The tax itself, of course, is being brought in by the Prime Minister, who, as we all know, said on 16 August, 'There will be no carbon tax under the government I lead.' Then, on 20 August, she repeated, 'I rule out a carbon tax.' Mr Swan came into the act and said on 15 August:

Well certainly what we rejected is this hysterical allegation that somehow we are moving towards a carbon tax from the Liberals in their advertising. We certainly reject that.

So at every point it was designed to mislead the Australian people—including the member for Deakin, who is sitting over there and is about to vote in favour of this; he sits in a marginal seat, so it could be the end of him. It means that the Labor Party, in every aspect, misled the Australian people. But despite that it still was not elected. I have said time and time again that this government is an illegitimate government. It is one that merely stitched up a deal in order to confirm with the Governor-General that it could have the appropriations bills passed and therefore have a commission to form a government. Well, it is not a government's bootlace. In every aspect this legislation is set out to punish the people.

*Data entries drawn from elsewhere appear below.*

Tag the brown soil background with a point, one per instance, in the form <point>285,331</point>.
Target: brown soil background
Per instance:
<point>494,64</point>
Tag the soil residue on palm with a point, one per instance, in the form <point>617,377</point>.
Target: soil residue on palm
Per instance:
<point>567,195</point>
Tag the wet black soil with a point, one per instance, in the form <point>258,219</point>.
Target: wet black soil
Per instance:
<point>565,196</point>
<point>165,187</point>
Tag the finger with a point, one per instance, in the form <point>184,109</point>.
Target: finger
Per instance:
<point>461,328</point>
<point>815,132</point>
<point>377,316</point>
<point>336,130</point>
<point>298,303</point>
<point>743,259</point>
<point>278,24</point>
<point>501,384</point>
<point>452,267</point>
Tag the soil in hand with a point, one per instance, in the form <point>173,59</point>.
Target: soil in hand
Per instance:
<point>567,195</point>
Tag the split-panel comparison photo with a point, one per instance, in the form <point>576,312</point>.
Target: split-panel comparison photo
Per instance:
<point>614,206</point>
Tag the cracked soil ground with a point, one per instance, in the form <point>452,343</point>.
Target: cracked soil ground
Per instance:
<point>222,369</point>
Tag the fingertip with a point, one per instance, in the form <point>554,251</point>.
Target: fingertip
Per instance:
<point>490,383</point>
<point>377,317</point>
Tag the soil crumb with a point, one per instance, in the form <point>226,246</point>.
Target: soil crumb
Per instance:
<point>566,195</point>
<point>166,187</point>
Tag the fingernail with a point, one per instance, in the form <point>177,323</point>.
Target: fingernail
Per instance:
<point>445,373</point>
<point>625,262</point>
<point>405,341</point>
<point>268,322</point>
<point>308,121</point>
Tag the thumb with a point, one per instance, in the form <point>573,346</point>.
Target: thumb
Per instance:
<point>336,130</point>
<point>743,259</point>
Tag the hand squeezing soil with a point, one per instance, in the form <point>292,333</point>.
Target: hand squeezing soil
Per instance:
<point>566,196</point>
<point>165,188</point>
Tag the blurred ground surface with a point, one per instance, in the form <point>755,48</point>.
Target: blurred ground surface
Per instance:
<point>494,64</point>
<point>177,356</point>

We have said, and we mean it very certainly, that we will try to prevent this legislation passing through the parliament, which is difficult because it simply relies on Mr Oakeshott and Mr Windsor; they are the two people who were elected by conservative electorates and have chosen to be the pillars of this government, so if it passes then it will be on their heads. In the Senate, of course, now the Greens are in control and the Greens get their way. Whether it is the latest media inquiry or whatever it is they want, the government caves in to them, because they have the power over passing this legislation. But, to put this in its firmest context, we have said that, should this legislation pass and should we be elected to government, we will rescind this legislation, just as the Labor Party rescinded Work Choices. That was the commitment they made; this is the commitment we made. Just as the Labor Party did that, we will rescind this legislation. It is important that we let the people know that because we say we should have an election on this issue. Much comparison has been made with the GST, as I said last night, but we took the GST to the people. We sought a mandate and we got a mandate. Then we spent six months in this parliament debating it, inquiring into it and scrutinising it. This government has no mandate for this tax. This government is going against the word that it gave to the Australian people. We are not permitted under parliamentary language to describe that accurately, but I think people understand that at every turn when the Prime Minister looked down the barrel of a television camera and said, 'There will be no carbon tax,' they were entitled to believe that, and yet it was subterfuge.

We are in the position in discussing this legislation where the government has imposed a very strict and limited regime of time for analysis. This is, again, contrary to the spirit of the so-called 'new paradigm' where we were supposed to be transparent in investigating these things. At every turn the government is desperate to push through this legislation and not to have it scrutinised in a proper way. There are 19 bills—over a thousand pages of legislation, not to mention how many pages there are in the explanatory memorandum or the fact that the whole of the Australian populace does not want this tax. This illegitimate government is determined, to use the words of the Prime Minister, to see that it is inflicted on the Australian people. But we will rescind it, should we be elected.